With those words of advice, and under Richard’s guidance, it was amazing what members were were able to do. The workshop, organized like a “challenge class,” gave members the opportunity to design instantaneous arrangements with provided materials: a moss ‘purse’ container and a selection of flowers including white roses, carnations, and calla lilies; green eucalyptus and love-lies-bleeding; and hot pink gerbera daisies. Richard then (gently) critiqued the results the way GCA flower show judges might, evaluating composition, line, eye-appeal, and workmanship and overall creativity.

Choosing Components

by Rev. Richard McKeon

“Component: That which is used in a design—plant material, container, mechanics, background, base, accessory, etc.”

—The Garden Club of America Flower Show and Judging Guide

Chair of GCI’s Exhibition and Judging committees, the Reverend Richard McKeon, explains how to use components in a successful flower arrangement

It seems logical to begin the discussion of flower arranging with a look at the physical foundation of arrangements, called components. Often a component, such as a branch, a piece of driftwood, or a container, that inspires a winning design.

Here are a few pointers:
• Keep in mind the rule of thirds: the arrangement should be twice as high as your container.
• Consider contrast: an angular arrangement will look good in a round container, and vice-versa.
• If you are creating an arrangement for a GCA flower show, consult the schedule, which will describe the lighting, background, and what’s allowed or not allowed.

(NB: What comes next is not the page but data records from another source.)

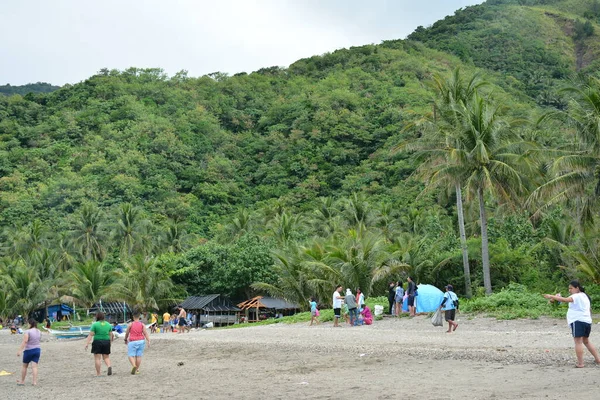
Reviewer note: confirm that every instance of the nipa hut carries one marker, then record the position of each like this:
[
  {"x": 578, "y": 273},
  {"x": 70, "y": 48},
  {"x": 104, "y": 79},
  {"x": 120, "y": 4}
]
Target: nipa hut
[
  {"x": 260, "y": 308},
  {"x": 212, "y": 308},
  {"x": 114, "y": 311}
]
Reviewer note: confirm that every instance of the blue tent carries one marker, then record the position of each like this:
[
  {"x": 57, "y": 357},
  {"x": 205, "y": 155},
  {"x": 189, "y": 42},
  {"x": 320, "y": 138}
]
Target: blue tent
[{"x": 428, "y": 300}]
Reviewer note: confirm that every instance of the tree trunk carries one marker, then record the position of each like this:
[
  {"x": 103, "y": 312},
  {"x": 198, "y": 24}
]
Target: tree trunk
[
  {"x": 485, "y": 256},
  {"x": 463, "y": 242}
]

If in doubt, call the class consultant.
• Mechanicals—what’s holding the arrangement together—should not be visible. Floral foam is often preferred, but frogs can work well and all the flowers to take in more water
• The container should not overwhelm the flowers. Don’t use anything too elaborate or too shiny.
• Accessories like tablecloths should be simple and not distract from the flowers.
• Be flexible and play until it looks and feels right.
• If it catches your eye, it will catch the eye of judges and the public.


A Winning Arrangement

Blue-ribbon winning arrangement at 2010 GCA Annual Meeting, New Brunswick, NJ

Judging at GCA flower shows is based on the principles of design: balance, contrast, dominance, proportion, rhythm and scale; and the elements of design: light, space, line, form, color, texture, pattern and size. Creativity is important, as is distinction, conformance to and interpretation of the class and schedule. All entrants are encouraged to carefully read the show schedule and to read and follow The Garden Club of America rules (in the “Yellow Book”).

2 responses to “Floral Design

  1. Maura

    I am interested in learning more about the garden club, as I have recently moved to Irvington after many, many years of city life. After all of these years of wishing for a garden, I don’t have much of an idea of how to go about creating and maintaining one… I am looking forward to putting the the time in to learn.

    • GCIrvington.org

      Hi Maura,
      Welcome to Irvington! Come to one of our public events and meet our members. Especially Rose Day and the Garden Fair and Plant Sale in the spring. Watch this site for days and times. Looking forward to meeting you. Also, Sprainbrook and Rosedale nurseries in the area can be very helpful to you. In the spring you will see magnificent displays at Rosedale with many ideas for plant combinations and arrangements for this area.